Il nous arrive à tous de ressentir cette petite boule au ventre ou cette tension soudaine face à une décision. Est-ce un avertissement précieux, une intuition nous guidant vers le bon choix ? Ou est-ce simplement la peur qui tente de nous maintenir dans une zone de confort rassurante, mais étriquée ?
Apprendre à faire la différence est un exercice de haute voltige mentale, mais c’est aussi la clé pour gagner en confiance en soi.
1. La temporalité : le futur vs le présent
- La peur est souvent liée au futur : Elle se nourrit de scénarios catastrophes, de « et si… ». Elle projette des conséquences négatives sur un événement qui n’a pas encore eu lieu. Elle est impatiente, pressée, et cherche une issue rapide pour se rassurer.

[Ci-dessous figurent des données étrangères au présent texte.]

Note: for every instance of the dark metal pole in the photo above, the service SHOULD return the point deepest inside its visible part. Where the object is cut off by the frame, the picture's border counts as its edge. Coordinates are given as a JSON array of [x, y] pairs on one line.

- L’intuition est ancrée dans le présent : Elle est calme, directe et immédiate. Elle ne cherche pas à vous convaincre, elle vous informe. Elle ne vous fait pas peur, elle vous donne une certitude, parfois dénuée de justification logique immédiate.
2. Le message : le « quoi » vs le « comment »
- La peur vous dicte le « comment » : Elle vous donne des ordres restrictifs. « Ne fais pas ça, c’est risqué », « Reste ici, c’est plus sûr ». Elle cherche à vous limiter, à vous enfermer.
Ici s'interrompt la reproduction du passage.